BYTE.com > ActiveXplained > 2000 > December
Common Language Runtime
By David Platt
December 21, 2000
(Understanding Microsoft .NET, Part I
: Page 2 of 4 )
The reason COM doesn't provide these features is that it was originally designed to enable object linking and embedding in Office applications. This required that COM be able to be bolted onto existing applications, which in turn meant that it had to paper over the differences in implementations rather than eliminate them.
In its .NET framework, Microsoft provides a new level of run-time functionality called the Common Language Runtime (CLR). It contains prefabricated implementations of such universally required features as object lifetime management, garbage collection, security, and versioning.

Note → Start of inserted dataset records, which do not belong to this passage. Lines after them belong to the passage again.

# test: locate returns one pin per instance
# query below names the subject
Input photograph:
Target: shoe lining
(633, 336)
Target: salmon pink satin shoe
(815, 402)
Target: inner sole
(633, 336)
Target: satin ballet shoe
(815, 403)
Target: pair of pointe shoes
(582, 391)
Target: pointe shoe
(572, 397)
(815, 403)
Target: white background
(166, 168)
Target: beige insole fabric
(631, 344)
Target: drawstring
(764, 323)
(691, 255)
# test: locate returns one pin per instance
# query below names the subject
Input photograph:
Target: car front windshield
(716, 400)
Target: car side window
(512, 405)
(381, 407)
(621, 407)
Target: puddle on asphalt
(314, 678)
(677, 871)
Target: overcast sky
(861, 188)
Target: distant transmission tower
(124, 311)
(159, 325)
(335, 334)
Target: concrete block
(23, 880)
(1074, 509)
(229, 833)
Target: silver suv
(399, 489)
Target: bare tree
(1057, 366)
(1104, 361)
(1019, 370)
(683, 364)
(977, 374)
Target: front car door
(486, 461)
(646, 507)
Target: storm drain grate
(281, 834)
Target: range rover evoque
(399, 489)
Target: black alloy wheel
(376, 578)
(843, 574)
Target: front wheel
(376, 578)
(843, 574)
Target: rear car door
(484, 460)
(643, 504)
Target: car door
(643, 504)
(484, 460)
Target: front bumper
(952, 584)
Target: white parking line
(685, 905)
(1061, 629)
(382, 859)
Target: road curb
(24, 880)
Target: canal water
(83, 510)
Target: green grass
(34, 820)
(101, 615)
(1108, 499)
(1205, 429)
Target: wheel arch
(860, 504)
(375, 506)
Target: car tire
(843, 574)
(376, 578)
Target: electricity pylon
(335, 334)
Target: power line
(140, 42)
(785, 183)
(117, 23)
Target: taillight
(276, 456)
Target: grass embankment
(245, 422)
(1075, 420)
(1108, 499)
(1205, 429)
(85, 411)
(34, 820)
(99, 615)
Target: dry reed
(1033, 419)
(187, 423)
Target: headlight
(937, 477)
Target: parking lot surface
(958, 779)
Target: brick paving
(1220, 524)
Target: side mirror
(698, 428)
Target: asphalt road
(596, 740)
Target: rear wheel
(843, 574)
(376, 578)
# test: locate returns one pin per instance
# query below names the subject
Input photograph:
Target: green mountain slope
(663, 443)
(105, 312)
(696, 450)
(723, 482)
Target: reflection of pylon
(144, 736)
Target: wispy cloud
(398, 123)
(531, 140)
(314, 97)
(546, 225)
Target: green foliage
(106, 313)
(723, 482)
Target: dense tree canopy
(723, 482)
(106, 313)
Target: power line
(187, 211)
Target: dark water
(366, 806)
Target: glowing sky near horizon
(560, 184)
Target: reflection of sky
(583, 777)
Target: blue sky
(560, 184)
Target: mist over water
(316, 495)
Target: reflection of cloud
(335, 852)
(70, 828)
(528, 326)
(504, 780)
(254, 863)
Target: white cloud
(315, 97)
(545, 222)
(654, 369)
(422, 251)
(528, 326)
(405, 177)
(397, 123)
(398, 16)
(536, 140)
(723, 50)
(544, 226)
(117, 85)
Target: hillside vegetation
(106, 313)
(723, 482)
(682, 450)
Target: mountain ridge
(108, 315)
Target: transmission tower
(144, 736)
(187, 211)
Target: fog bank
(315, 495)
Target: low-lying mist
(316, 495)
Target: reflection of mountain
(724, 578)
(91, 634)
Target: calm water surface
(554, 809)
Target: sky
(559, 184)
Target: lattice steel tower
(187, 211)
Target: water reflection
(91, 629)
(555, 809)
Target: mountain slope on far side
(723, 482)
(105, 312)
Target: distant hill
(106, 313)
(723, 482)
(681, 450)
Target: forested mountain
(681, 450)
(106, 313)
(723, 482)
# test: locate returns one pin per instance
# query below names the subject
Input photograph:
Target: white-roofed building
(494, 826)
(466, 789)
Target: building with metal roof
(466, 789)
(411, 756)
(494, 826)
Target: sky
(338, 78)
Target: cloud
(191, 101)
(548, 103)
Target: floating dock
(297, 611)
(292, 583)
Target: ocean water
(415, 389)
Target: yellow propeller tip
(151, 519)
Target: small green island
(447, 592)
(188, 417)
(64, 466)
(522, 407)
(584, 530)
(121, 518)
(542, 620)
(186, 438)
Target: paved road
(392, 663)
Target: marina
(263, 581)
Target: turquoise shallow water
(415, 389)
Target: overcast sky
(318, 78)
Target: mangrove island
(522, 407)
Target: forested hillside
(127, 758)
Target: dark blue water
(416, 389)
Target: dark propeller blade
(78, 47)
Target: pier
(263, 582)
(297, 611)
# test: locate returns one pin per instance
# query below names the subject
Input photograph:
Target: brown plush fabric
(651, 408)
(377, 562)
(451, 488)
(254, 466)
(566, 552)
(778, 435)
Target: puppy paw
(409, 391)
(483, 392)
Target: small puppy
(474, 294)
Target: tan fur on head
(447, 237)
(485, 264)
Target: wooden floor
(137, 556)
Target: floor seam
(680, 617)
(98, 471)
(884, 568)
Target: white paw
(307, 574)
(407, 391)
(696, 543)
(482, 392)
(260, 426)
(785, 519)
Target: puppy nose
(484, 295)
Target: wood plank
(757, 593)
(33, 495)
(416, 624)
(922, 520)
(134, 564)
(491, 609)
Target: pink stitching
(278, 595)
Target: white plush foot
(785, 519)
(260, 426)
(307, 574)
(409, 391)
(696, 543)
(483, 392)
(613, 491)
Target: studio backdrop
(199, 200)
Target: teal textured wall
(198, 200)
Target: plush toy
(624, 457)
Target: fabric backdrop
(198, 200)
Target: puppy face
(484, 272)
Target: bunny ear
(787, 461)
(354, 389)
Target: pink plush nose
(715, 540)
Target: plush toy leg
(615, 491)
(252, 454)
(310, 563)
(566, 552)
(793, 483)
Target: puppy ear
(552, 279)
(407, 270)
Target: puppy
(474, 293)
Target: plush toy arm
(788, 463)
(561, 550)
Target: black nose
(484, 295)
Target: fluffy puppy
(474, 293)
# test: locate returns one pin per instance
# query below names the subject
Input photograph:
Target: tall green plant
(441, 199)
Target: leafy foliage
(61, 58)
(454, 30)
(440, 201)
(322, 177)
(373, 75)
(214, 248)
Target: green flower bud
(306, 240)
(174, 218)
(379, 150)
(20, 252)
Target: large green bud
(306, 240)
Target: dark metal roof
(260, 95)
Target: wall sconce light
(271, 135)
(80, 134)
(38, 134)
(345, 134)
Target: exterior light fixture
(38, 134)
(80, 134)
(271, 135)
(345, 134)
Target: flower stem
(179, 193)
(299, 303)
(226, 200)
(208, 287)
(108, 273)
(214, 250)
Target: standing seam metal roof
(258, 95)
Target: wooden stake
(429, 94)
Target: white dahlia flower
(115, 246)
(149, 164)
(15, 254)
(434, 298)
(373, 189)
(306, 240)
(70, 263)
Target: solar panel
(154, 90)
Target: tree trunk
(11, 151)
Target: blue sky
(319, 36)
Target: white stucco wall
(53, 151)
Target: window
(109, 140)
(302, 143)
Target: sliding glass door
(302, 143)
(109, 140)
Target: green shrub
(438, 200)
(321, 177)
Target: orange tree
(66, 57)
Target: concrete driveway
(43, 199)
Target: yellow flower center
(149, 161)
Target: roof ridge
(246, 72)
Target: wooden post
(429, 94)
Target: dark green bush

A CLR-compatible language doesn't compile its source directly into native code. Instead, it compiles into an Intermediate Language (IL), conceptually similar to the way Java compiles into byte codes. When it's first run, the CLR runs a just-in-time compiler to convert this IL into native code, which then executes within this runtime environment, conceptually similar to the way that Java code executes inside a Java virtual machine, except that .NET code is always compiled, never interpreted. Because all languages use the same OS-provided services, language implementation gets much easier and you don't have the problems of implementation strategies not quite matching.
One main difference between .NET and Java is that the .NET framework is available to any language vendor that wants to produce IL output. Microsoft is providing Visual Basic, Visual C++, JScript, and C# (C-sharp) implementations of CLR languages. The website msdn.microsoft.com/net/thirdparty/ lists third-party vendors that are supplying many more CLR languages, such as APL, COBOL, PERL, and Smalltalk.
While not implemented internally using COM, .NET objects can register themselves to be used as COM objects by COM clients. They can also easily create and use COM objects present on the system. So you don't have to throw away your COM code to use the .NET framework; you can transfer over a piece at a time.